Magdeburg (wch/bo) l Sachsen-Anhalt will diesem Nebeneinander von Natur und Geschichte Rechnung tragen und das sogenannte Grüne Band als Naturmonument ausweisen. Die Landesregierung will den Gesetzentwurf dazu voraussichtlich im März im Landtag einbringen. Das Vorhaben soll unter dem Slogan „Vom Todesstreifen zur Lebenslinie“ stehen.

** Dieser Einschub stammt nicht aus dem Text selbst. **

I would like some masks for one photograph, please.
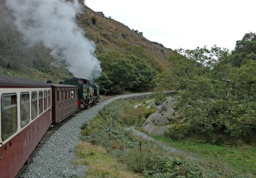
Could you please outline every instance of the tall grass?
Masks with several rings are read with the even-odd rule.
[[[253,177],[252,174],[238,172],[229,166],[222,167],[220,165],[223,164],[217,162],[209,164],[207,161],[191,160],[185,156],[186,154],[170,153],[155,143],[134,135],[127,128],[141,125],[156,109],[148,110],[144,107],[135,109],[132,104],[132,100],[117,100],[100,111],[94,120],[85,123],[81,128],[82,141],[76,147],[76,155],[89,166],[86,177]],[[117,119],[114,121],[110,137],[109,128],[115,114]],[[170,143],[170,139],[168,141],[167,138],[161,139]],[[180,145],[178,148],[184,151],[193,148],[190,144],[182,149],[181,142],[172,141],[172,143],[177,143],[175,146]],[[204,150],[205,146],[202,144],[201,150]],[[223,151],[219,150],[215,154],[216,158]],[[194,153],[199,155],[196,152]],[[117,170],[125,172],[125,175],[119,171],[116,173]]]

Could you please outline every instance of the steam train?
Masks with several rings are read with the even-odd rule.
[[[51,125],[98,102],[99,88],[82,78],[54,84],[0,75],[0,178],[15,178]]]

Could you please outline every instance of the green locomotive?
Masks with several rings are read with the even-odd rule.
[[[87,108],[100,100],[100,88],[97,85],[90,84],[90,81],[83,78],[67,78],[64,84],[78,87],[78,108]]]

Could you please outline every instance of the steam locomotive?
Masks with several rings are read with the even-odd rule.
[[[89,80],[74,78],[64,83],[0,75],[0,178],[22,173],[53,123],[99,102],[99,87]]]

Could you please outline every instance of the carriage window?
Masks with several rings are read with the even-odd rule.
[[[37,92],[31,94],[31,116],[33,120],[37,116]]]
[[[43,105],[43,98],[44,98],[44,94],[43,93],[42,91],[41,92],[39,92],[39,103],[38,105],[39,105],[39,114],[41,114],[43,111],[44,111]]]
[[[44,109],[46,110],[47,109],[47,91],[44,91]]]
[[[71,98],[74,98],[74,92],[73,90],[71,90]]]
[[[51,93],[48,90],[48,108],[51,106]]]
[[[61,101],[64,101],[64,94],[63,93],[63,91],[61,91]]]
[[[60,92],[57,91],[56,92],[56,100],[57,101],[57,102],[60,102]]]
[[[65,90],[65,100],[67,100],[68,99],[68,94],[67,94],[68,93],[68,91],[67,90]]]
[[[66,95],[65,94],[65,91],[62,91],[62,94],[63,94],[63,101],[65,101],[66,98]]]
[[[20,96],[20,126],[22,128],[29,122],[29,93]]]
[[[62,96],[61,95],[61,91],[60,92],[60,94],[59,95],[60,98],[60,102],[62,101]]]
[[[2,100],[2,139],[4,141],[17,131],[17,95],[3,95]]]

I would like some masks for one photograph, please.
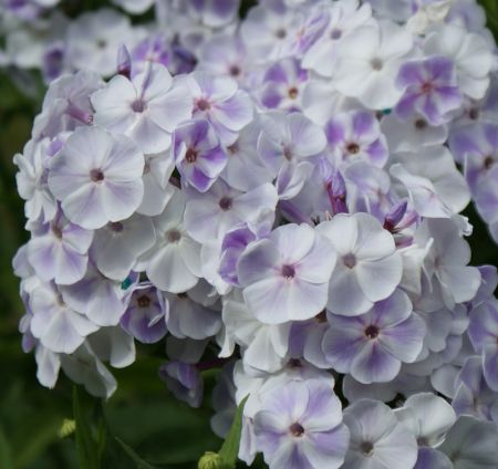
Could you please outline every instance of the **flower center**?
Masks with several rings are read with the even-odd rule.
[[[170,230],[167,233],[169,242],[178,242],[181,239],[181,233],[178,230]]]
[[[360,445],[360,449],[365,456],[372,456],[373,455],[373,445],[370,441],[363,441]]]
[[[295,269],[293,265],[282,265],[282,277],[286,279],[293,279],[295,275]]]
[[[143,113],[147,108],[147,103],[144,100],[136,100],[132,103],[132,110],[135,113]]]
[[[372,69],[375,70],[376,72],[380,72],[384,67],[384,62],[382,61],[382,59],[378,58],[372,59],[370,64],[372,65]]]
[[[422,86],[421,86],[421,91],[422,93],[430,93],[430,91],[433,90],[433,84],[430,82],[425,82]]]
[[[188,148],[185,155],[187,163],[195,163],[197,160],[197,150],[195,148]]]
[[[373,340],[378,336],[378,327],[376,325],[369,325],[369,327],[365,329],[365,335],[367,338]]]
[[[280,28],[279,30],[277,30],[277,31],[274,32],[274,35],[276,35],[278,39],[286,39],[286,37],[287,37],[287,31],[286,31],[283,28]]]
[[[360,153],[360,145],[354,142],[347,145],[347,153],[351,155],[357,155]]]
[[[490,169],[494,164],[495,164],[495,158],[492,156],[487,156],[485,158],[484,167],[485,167],[485,169]]]
[[[231,65],[230,66],[230,75],[231,76],[239,76],[240,75],[240,66]]]
[[[211,108],[211,105],[209,104],[209,101],[201,97],[199,101],[197,101],[197,108],[199,111],[207,111]]]
[[[291,88],[289,88],[288,94],[291,100],[295,100],[299,95],[299,90],[295,86],[292,86]]]
[[[146,294],[143,294],[136,300],[136,302],[139,308],[147,308],[151,304],[151,299]]]
[[[427,121],[425,121],[423,118],[417,118],[415,121],[415,128],[417,131],[423,131],[424,128],[427,128]]]
[[[108,227],[111,228],[111,231],[114,231],[115,233],[121,233],[124,230],[124,226],[120,221],[108,223]]]
[[[304,428],[301,424],[294,423],[289,427],[289,431],[294,437],[301,437],[304,434]]]
[[[101,169],[92,169],[90,171],[90,178],[94,183],[102,183],[104,180],[104,173]]]
[[[331,37],[331,39],[333,39],[333,40],[341,39],[341,38],[342,38],[342,31],[341,31],[341,30],[338,30],[338,29],[334,29],[334,30],[332,30],[332,32],[330,33],[330,37]]]
[[[55,236],[55,238],[58,239],[62,239],[62,230],[61,227],[56,226],[56,225],[52,225],[52,232]]]
[[[219,201],[219,208],[224,211],[230,210],[230,208],[231,208],[230,197],[221,197],[221,199]]]
[[[354,254],[345,254],[342,258],[342,262],[347,269],[353,269],[354,265],[356,265],[356,257]]]

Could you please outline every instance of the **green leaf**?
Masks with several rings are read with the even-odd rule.
[[[237,458],[239,455],[240,435],[242,432],[243,407],[246,406],[246,402],[248,398],[249,395],[247,395],[239,404],[234,423],[230,427],[230,431],[228,432],[227,438],[225,439],[221,449],[219,450],[219,455],[222,457],[224,462],[227,465],[227,467],[234,469],[236,467]]]
[[[121,445],[121,447],[125,450],[126,455],[135,462],[137,469],[154,469],[154,466],[149,465],[147,461],[144,461],[135,450],[126,445],[123,440],[116,437],[116,441]]]
[[[85,405],[87,400],[89,397],[83,395],[81,388],[74,386],[73,414],[76,421],[77,462],[81,469],[98,469],[101,467],[102,449],[100,441],[92,432],[91,410]]]
[[[0,427],[0,468],[13,469],[12,456],[10,452],[9,442],[7,441],[3,428]]]

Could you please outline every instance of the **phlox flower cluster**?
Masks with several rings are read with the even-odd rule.
[[[62,371],[110,397],[136,342],[162,343],[158,375],[193,407],[220,368],[217,435],[249,396],[249,465],[498,467],[498,273],[469,265],[460,215],[474,199],[498,239],[481,9],[155,7],[115,50],[134,37],[118,13],[69,25],[77,71],[50,84],[14,157],[31,236],[13,260],[20,331],[40,383]]]

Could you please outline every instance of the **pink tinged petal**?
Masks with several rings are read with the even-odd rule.
[[[362,261],[354,268],[357,282],[372,301],[380,301],[394,292],[403,275],[403,261],[395,252],[377,261]]]
[[[270,240],[263,239],[249,244],[237,265],[239,282],[247,286],[277,275],[279,260],[279,253]]]
[[[151,259],[146,272],[158,289],[172,293],[183,293],[199,280],[187,268],[179,247],[173,243],[165,246]]]
[[[62,246],[55,258],[55,283],[70,285],[83,279],[87,263],[87,256]]]
[[[310,432],[301,451],[313,468],[338,469],[342,467],[350,442],[350,430],[339,425],[332,430]]]
[[[238,132],[252,121],[252,102],[246,92],[238,91],[229,100],[216,103],[210,114],[222,126]]]
[[[339,373],[349,373],[353,359],[366,344],[364,324],[356,319],[333,316],[322,341],[326,361]]]
[[[310,399],[300,423],[307,432],[328,431],[342,423],[341,402],[326,381],[309,382]]]
[[[373,303],[364,295],[355,273],[343,265],[332,272],[326,309],[334,314],[357,316],[366,313]]]
[[[189,88],[177,82],[164,96],[149,103],[148,116],[156,125],[173,133],[179,123],[191,117],[191,103]]]
[[[62,210],[73,223],[94,230],[108,221],[102,199],[102,186],[89,183],[75,189],[62,201]]]
[[[172,145],[172,134],[157,125],[148,115],[137,117],[135,125],[126,133],[145,154],[167,150]]]
[[[287,117],[292,152],[295,156],[309,157],[322,152],[326,146],[323,131],[302,114],[292,113]]]
[[[301,261],[314,246],[315,233],[309,225],[283,225],[271,232],[282,261],[289,264]]]
[[[96,166],[104,173],[104,180],[131,181],[141,178],[144,173],[144,155],[135,143],[125,136],[114,140],[104,165]]]
[[[332,241],[339,256],[345,256],[353,252],[359,236],[359,225],[354,217],[340,213],[332,220],[320,223],[317,232]]]
[[[386,352],[374,340],[369,341],[351,364],[351,375],[363,384],[387,383],[401,369],[401,361]]]
[[[415,313],[394,327],[383,329],[378,343],[404,363],[413,363],[422,352],[425,323]]]
[[[359,226],[355,256],[362,260],[375,260],[395,251],[393,236],[376,218],[369,213],[355,213],[354,218]]]
[[[498,345],[486,345],[483,355],[483,368],[486,383],[498,392]]]
[[[49,236],[33,238],[28,243],[28,259],[41,280],[49,281],[55,277],[58,250],[53,238]]]
[[[102,187],[101,204],[105,217],[110,221],[120,221],[129,218],[139,207],[144,196],[142,179],[128,183],[106,181]]]
[[[336,261],[332,243],[323,236],[317,236],[313,248],[299,263],[298,277],[310,283],[328,283]]]

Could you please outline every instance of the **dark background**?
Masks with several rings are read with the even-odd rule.
[[[94,9],[106,2],[73,2],[71,14],[77,13],[75,3],[86,3],[85,8]],[[249,3],[246,1],[242,10]],[[498,1],[481,0],[480,3],[488,11],[489,28],[498,37]],[[138,21],[144,19],[147,17]],[[0,469],[79,466],[74,436],[60,435],[63,420],[73,418],[73,386],[62,372],[53,390],[37,382],[34,357],[23,354],[20,346],[18,322],[23,308],[11,268],[13,254],[28,238],[12,157],[30,138],[32,119],[40,110],[43,93],[35,72],[0,70]],[[498,248],[486,227],[471,207],[466,215],[475,226],[469,239],[473,263],[498,265]],[[118,436],[159,467],[195,468],[205,451],[216,451],[220,446],[209,428],[209,399],[201,409],[193,410],[168,393],[157,377],[157,366],[164,357],[162,346],[138,347],[137,357],[137,362],[124,371],[112,369],[118,389],[103,409],[108,425],[107,446],[115,452],[122,451],[114,440],[114,436]],[[212,376],[207,376],[208,389],[210,386]],[[83,393],[81,396],[85,400]],[[89,413],[100,411],[90,399],[84,405]],[[131,458],[116,458],[103,467],[135,467]]]

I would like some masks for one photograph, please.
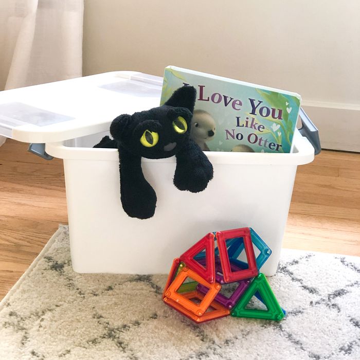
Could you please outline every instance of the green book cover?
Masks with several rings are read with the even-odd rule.
[[[203,150],[291,152],[298,94],[168,66],[160,105],[184,85],[196,89],[190,134]]]

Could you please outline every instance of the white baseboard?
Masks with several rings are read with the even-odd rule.
[[[360,152],[360,106],[304,101],[302,106],[319,129],[322,149]]]

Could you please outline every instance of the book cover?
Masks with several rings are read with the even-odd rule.
[[[298,94],[171,66],[160,105],[184,85],[196,89],[191,136],[203,150],[290,152]]]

Zur Unterstützung der Pläne hat das Land ein ehrenamtliches Kuratorium eingesetzt. Dieses achtet darauf, dass die geschichtliche Seite nicht zu kurz kommt. „Jeder Tote an diesem sogenannten antifaschistischen Schutzwall war ein Toter zu viel“, sagt Kuratoriumsmitglied Konrad Breitenborn (FDP). Das Grüne Band müsse deshalb als nationales Naturmonument die Erinnerung an einen mörderischen Todesstreifen wach halten. Ihn zu überwinden, habe viele Menschen das Leben gekostet. „Insofern ist dieses Vorhaben keinesfalls nur ein Naturschutzprojekt.“ Im Kuratorium sind neben Breitenborn die früheren Landespolitiker Karl-Heinz Daehre (CDU), Ulrich-Karl Engel (Grüne) sowie Manfred Püchel (SPD).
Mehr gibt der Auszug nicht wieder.